Until recently, the high prices of drugs seemed to be something
like the weather—something people complained a lot about, but about which
nothing could be done. That may be changing.
I think the push-back on drug pricing is reaching new levels and both
the pharmaceutical industry and its chief lobbying group, PhRMA, are showing
concern and taking action. Examples of
the pushback on pricing can be seen in this CBS
60 Minutes clip and in this
article on Gilead’s pricing of its newer-than-Sovaldi combination Hep C
drug Harvoni. The level to which this
rising criticism of drug prices is causing PhRMA to be seriously concerned can
be seen in its
post-60 Minutes statement and in this
video and accompanying text about treatments
for cancer and in this
shot across the bow of critics of drug prices. PhRMA is even suing
the U.S. Department of Health and Human Services over a rule that requires Orphan
Drugs that also have non-Orphan Drug uses that are priced at a discount, to be
sold the discount price even when a hospital uses the drug for the Orphan use. I
will address this PhRMA Orphan Drug suit in a future post. The pharmaceutical industry lobbying group is
clearly pulling out all the stops to make the case that pharmaceutical R&D
is a very costly enterprise and that expensive drugs are well worth their high
prices because of the health benefits they provide.
One of the most basic points I make to students in my FDA
and Biotechnology Law Seminars is that pharmaceutical companies set prices for
their drugs at what the sellers judge is the maximum price the market can
bear. That how almost all goods and
services are priced in Western free-market economies. The biggest difference between the pharmaceutical
marketplace and most other markets is the difficulty, or even impossibility,
for consumers to assess accurately the value of the goods they are
purchasing. People can test drive cars,
or look at big screen televisions, or try out a computer or a pair of running
shoes and get a reasonable idea of the degree to which the goods satisfy their
preferences. And there are certainly
cases in which much of the value of a good is created by marketing. For example, a Rolex really does not perform
better than a Seiko (that costs one-tenth the price) in any watch function
other than the “impressing other people” function that Rolex and other luxury
goods companies can use to generate high prices. But the marketplace for drugs is different
because the information about a drug’s value is enormously expensive to
generate and comparative information about drugs in the same class is often
non-existent. The information that
informs doctors and patients about drugs is generated in clinical trials, which
are enormously costly, but required for FDA approval; and, the information
about the comparative value of two drugs is both costly (clinical trials again)

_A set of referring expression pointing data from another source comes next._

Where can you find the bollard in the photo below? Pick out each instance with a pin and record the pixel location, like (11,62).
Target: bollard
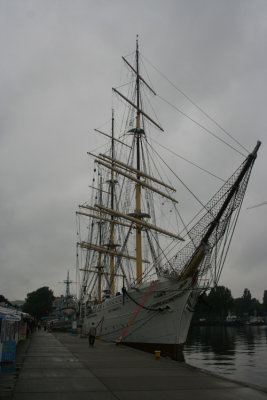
(157,354)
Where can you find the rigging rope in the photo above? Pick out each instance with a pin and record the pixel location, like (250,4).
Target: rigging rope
(194,104)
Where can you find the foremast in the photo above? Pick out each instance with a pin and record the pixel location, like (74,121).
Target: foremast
(139,267)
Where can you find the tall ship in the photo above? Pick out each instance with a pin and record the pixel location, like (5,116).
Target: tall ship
(142,268)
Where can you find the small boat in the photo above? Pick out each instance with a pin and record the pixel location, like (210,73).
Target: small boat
(142,268)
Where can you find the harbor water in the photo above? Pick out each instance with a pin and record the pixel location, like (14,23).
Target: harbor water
(238,353)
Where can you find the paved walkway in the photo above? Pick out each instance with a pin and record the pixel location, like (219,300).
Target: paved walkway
(62,366)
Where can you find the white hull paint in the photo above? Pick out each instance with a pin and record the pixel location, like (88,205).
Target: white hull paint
(167,322)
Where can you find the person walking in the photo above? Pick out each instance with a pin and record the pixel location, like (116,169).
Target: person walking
(92,334)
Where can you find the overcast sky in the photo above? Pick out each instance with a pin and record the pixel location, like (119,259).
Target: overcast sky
(59,60)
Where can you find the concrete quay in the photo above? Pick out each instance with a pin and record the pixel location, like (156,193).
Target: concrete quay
(62,366)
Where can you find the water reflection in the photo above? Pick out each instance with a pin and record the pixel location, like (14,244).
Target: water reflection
(236,352)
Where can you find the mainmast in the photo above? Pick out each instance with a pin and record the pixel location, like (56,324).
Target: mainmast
(112,183)
(139,269)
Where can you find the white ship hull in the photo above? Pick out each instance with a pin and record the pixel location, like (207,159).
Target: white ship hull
(162,323)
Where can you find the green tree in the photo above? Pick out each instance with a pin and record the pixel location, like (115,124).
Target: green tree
(39,303)
(221,302)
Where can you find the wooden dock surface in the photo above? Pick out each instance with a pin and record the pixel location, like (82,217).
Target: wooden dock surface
(62,366)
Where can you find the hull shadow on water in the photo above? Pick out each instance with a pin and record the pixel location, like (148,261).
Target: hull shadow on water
(238,353)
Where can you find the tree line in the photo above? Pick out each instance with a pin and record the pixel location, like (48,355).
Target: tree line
(219,303)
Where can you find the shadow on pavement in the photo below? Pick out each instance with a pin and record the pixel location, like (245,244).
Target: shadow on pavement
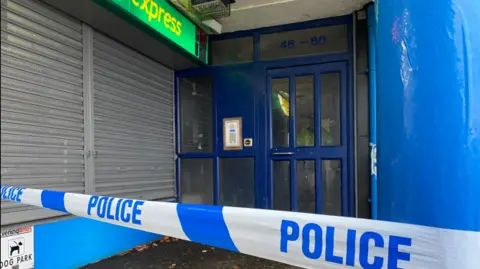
(178,254)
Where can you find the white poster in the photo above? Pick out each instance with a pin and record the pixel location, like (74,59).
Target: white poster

and even more complicated (see my post on Comparative
Effectiveness ). The cost and
complexity of information about drug “value” produces a marketplace in which
marketing can drive drug usage and competition between drugs is rarely based on
hard data (see my posts on Pharmaceutical
Pricing and Competition
in the Pharmaceutical Marketplace).
So where are we headed in terms of drug development and
pricing in this environment of increasing criticism of drug company
prices? Perhaps a clue to the future can
be glimpsed in
this recent decision by British National Health Service’s NICE (National
Institute for Health and Care Excellence) to provisionally recommend coverage
for Sovaldi for some Hep C patients in Britain:
In further draft guidance NICE has
recommended sofosbuvir (Sovaldi, Gilead Sciences) as a treatment option for
some people with chronic hepatitis C. The
positive recommendation follows receipt of additional information about the
drug’s cost effectiveness from the manufacturer.
[emphasis added].
Sovaldi has been the focus of some of the most heated
criticism of drug pricing, and the introduction of Harvoni has only added fuel
to the fire. But as the NICE provisional
decision shows, what the market will bear is in fact a function of
cost-effectiveness and pharmacoeconomics. Where we are headed is most likely an era in
which insurers will be demanding more and better evidence that a drug’s price
reflects its value, but that is not necessarily a bad thing. It may even focus pharmaceutical R&D on
those areas where there is the most to be gained in terms of health. Salut!